Malaysian federal and state governments defrauded the indigenous people (Orang Asli)
Bar Council says government defrauded Orang Asli
KUALA LUMPUR: The Bar Council yesterday, through its Orang Asli Rights and Human Rights Committee slammed the Sarawak state government for leaving the Penans and Kenyah high and dry when they were resettled to make way for the building of the Murum Dam. indigenous
During the committee’s study trip to the Metalun and Tegulang Resettlement Areas recently, the post relocation conditions of the Penans and Kenyah left much to be desired.
The study group found that the native communities were living in hazardous, treacherous conditions and in almost complete isolation from the rest of the world.
Committee member Andrew Choo said, “The resettlement project has failed.” He described the relocated communities as being “defrauded,” “cheated” and “short changed” for “which the Sarawak state government has to be held responsible.”

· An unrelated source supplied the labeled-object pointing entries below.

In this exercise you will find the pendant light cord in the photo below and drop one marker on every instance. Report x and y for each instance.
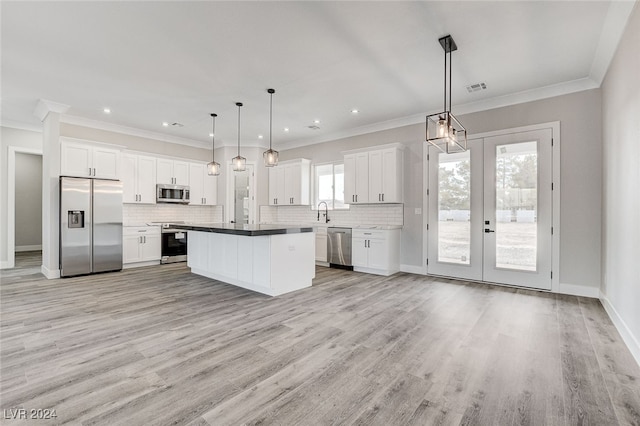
(450, 68)
(270, 118)
(444, 107)
(239, 105)
(213, 138)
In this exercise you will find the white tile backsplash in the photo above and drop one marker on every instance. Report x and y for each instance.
(366, 214)
(139, 214)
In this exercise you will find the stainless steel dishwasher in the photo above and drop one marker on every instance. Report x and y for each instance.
(339, 247)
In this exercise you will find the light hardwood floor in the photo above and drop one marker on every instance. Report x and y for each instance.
(159, 345)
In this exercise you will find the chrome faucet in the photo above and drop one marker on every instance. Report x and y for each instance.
(326, 211)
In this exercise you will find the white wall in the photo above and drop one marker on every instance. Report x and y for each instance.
(621, 188)
(18, 138)
(28, 198)
(580, 119)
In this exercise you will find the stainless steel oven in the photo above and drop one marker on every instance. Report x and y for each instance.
(174, 245)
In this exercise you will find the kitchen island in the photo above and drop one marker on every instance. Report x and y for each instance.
(269, 259)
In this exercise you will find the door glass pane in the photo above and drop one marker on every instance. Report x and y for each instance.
(454, 202)
(516, 206)
(241, 197)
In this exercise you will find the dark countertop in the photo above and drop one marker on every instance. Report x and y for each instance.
(245, 230)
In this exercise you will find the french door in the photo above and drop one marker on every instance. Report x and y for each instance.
(490, 211)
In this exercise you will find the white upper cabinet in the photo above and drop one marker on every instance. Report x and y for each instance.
(373, 176)
(202, 186)
(172, 172)
(385, 180)
(289, 183)
(356, 178)
(138, 179)
(85, 160)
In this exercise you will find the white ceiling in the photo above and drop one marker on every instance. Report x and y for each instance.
(179, 61)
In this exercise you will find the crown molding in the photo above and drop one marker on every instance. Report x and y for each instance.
(614, 25)
(483, 105)
(44, 107)
(21, 125)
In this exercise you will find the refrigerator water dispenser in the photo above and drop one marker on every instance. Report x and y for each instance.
(76, 219)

He said this in regards to the numerous promises made to the Penans and Kenyah that were left unfulfilled by the authorities.

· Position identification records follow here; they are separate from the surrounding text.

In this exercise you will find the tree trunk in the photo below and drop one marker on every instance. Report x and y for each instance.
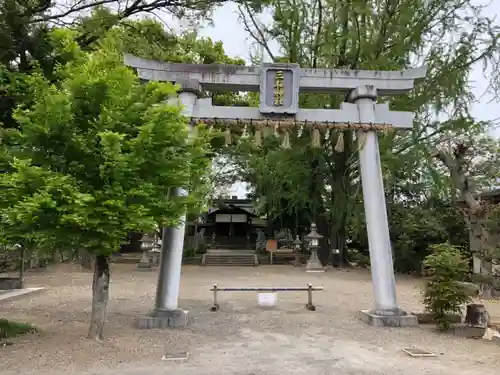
(100, 296)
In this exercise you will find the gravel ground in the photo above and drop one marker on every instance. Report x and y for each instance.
(239, 339)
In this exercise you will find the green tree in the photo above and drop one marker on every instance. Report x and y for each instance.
(95, 158)
(449, 36)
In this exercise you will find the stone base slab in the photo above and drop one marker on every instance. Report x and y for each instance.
(408, 320)
(10, 294)
(163, 319)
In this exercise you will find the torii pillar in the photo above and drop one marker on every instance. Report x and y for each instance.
(166, 312)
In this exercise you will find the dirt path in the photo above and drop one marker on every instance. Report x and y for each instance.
(239, 339)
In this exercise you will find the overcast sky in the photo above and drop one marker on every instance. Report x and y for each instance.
(228, 29)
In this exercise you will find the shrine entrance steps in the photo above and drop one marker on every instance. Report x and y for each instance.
(228, 257)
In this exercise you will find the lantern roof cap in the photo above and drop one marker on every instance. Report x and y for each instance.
(313, 235)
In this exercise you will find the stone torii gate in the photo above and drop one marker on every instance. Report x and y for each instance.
(279, 86)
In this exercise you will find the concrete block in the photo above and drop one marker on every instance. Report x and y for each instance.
(470, 332)
(163, 319)
(402, 320)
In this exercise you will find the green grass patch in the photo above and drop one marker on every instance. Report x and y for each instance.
(10, 329)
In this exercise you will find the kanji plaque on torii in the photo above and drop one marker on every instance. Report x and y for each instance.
(279, 86)
(279, 91)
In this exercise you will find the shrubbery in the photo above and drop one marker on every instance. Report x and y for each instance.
(444, 294)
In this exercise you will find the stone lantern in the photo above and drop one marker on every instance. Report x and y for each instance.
(297, 244)
(313, 264)
(147, 244)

Choo cited the initial food and provision subsidy of RM600 per household per month that has since dwindled to 5kg of chicken wings, flour, and cooking oil only.
Despite being relocated to make way for a dam, Choo said the irony was that the people of Metalun and Tegulang themselves enjoyed only 6 – 12 hours electricity per day.

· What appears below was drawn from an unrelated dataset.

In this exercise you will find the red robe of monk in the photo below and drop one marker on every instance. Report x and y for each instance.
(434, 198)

Choo added, “As they were relocated in order to facilitate the construction of the dam, the state government and Sarawak Energy Berhad has the moral and legal obligation to ensure that their welfare is taken care of.”
The observation on the ground was also found to be in stark contrast to the pledges made by the Malaysian government to the United Nations Human Rights Council in October 2013.
The Bar Council’s vice president, Steven Thiru said the state government defaulted in upholding the recommendations of the United Nations Declaration on the Rights of Indigenous Peoples (UNDRIP) that was made during Malaysia’s 2013 Universal Periodic Review.
Thiru also said that indigenous people in Peninsula Malaysia were suffering the same fate as those in Sarawak because the federal government was quick to dismiss litigation of Orang Asli land disputes based on technical and procedural grounds.
“The state and federal governments are not dealing with solving the problem, but merely making the litigation go away for them, and problems remain for the Orang Asli,” Thiru said.
The Bar Council also criticised the lack of effective legislative or executive action to recognise the Orang Asli’s rights to land and resources despite the courts legally recognising it.
The shame of it all as the land 'belongs' to these people - they are more BUMI than the bumiputras (Malays).They were here before anyone's else so why treat them with such indignity and cheat them of what was promised them.
They in the first do not want to leave their NCR lands but were forced to.
The local NGOs and international community should voice out LOUDLY to the whole world what is happening to these people.